Souffrir d’une dépression, c’est peut être une chance qui nous est donnée d’améliorer la qualité de notre existence, c’est envisager sa vie avec plus de réalisme, arrêter de se mentir, arrêter de se bercer d’illusion sur soi, sur ses capacités… Aller à l’essentiel. Dans la vie, nous nous laissons envahir, au sens propre comme au figuré, par tout un tas de choses inutiles et encombrantes, voire nocives et lourdes à porter et qui même parfois nous sont léguées en héritage. Déprimer c’est faire le tri dans tout ça. Pour s’accepter enfin tel que l’on est, et faire le deuil de ce que l’on ne sera jamais….
Mais dans notre société, il n’y a place que pour les gens normaux, comme si la normalité était le summum de ce que l’on peut atteindre. On veut des gens parfaits, toujours efficaces et productifs Alors on corrige les imperfections avec la chirurgie, on chasse la moindre ride, on commande presque les enfants sur mesure. La vie humaine est devenue une marchandise, un bien de consommation ; elle s’est banalisée et a perdu toute sa valeur. On oublie que les personnes qui vivent autour de nous existent, sont vivantes, et que derrière chaque visage, chaque sourire ou chaque larme, il y a une singularité, une richesse unique, une personnalité et une histoire particulière.
Dans cette époque obsédée par la performance, la réussite, la rentabilité forcément la dépression est très mal acceptée.
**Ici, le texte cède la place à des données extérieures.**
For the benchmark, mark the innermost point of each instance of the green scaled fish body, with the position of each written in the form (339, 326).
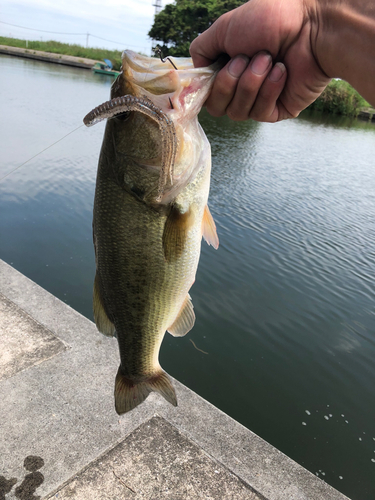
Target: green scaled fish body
(150, 213)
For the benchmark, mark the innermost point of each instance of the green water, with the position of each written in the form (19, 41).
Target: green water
(285, 308)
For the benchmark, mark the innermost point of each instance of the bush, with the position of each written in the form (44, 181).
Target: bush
(339, 98)
(68, 49)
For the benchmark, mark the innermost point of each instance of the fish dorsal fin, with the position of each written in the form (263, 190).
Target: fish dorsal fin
(185, 319)
(103, 323)
(175, 233)
(209, 229)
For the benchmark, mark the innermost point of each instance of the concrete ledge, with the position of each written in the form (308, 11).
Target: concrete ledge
(78, 62)
(60, 415)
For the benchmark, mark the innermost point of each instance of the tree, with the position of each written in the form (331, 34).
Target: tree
(180, 22)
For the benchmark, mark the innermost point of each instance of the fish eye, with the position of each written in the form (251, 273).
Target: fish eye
(123, 116)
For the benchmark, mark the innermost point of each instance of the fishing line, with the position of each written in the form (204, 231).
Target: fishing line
(40, 152)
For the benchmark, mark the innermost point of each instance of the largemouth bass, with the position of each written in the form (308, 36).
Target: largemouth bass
(150, 213)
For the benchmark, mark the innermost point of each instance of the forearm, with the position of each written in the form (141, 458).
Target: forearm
(343, 39)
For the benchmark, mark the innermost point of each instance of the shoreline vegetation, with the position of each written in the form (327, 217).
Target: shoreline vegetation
(338, 98)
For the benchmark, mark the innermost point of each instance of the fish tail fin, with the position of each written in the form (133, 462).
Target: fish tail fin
(129, 393)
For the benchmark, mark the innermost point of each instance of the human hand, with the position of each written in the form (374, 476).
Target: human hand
(273, 73)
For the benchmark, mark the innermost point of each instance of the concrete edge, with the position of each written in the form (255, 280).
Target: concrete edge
(266, 470)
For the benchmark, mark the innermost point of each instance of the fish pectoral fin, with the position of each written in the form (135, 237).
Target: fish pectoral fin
(175, 232)
(209, 229)
(130, 393)
(185, 319)
(103, 323)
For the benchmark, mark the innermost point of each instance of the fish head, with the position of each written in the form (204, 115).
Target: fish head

Les baisses de régimes, les passages à vide sont tout de suite interprétés comme pathologiques. On ne sait plus prendre le temps d’être seul un moment avec soi même pour se remettre en question, se center sur soi.
Alors que l’on dispose de multiples moyens de communication, paradoxalement on n’a jamais autant souffert de la solitude. Justement parce que l’on ne sait plus être seul, comme on ne sait plus pleurer, on se sait plus avoir de la peine. Alors on avale les antidépresseurs que des médecins attentionnés nous prescrivent en faisant l’impasse de la remise en question de notre vie et des raisons qui nous ont amenés à déprimer. On se voile la face, on fait bon semblant en empêchant ainsi quiconque de nous venir en aide.
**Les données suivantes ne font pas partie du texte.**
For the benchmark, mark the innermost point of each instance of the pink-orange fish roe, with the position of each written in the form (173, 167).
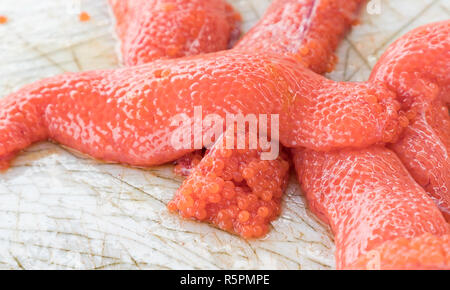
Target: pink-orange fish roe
(3, 19)
(185, 164)
(234, 190)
C’est à ce moment là que l’on risque de tomber dans la vraie pathologie, avec perte d’appétit, idées suicidaires et même passage à l’acte. Et alors à grand renfort d’antidépresseurs, de sismothérapie on continuera de s’attaquer au symptôme sans chercher à comprendre le sens de la maladie, pourquoi on en est arrivé là, la place que la dépression occupe dans notre vie, son utilité, pourquoi elle est devenue si indissociable de notre fonctionnement , pourquoi on s’est enfermé insensiblement dans des rechutes successives qui ont fait de nous des dépressifs chroniques .
Aucune arme thérapeutique ne pourra remplacer la démarche sur soi, la remise en question, le travail d’introspection. S’affronter soi-même ça fait souffrir mais ça fait grandir.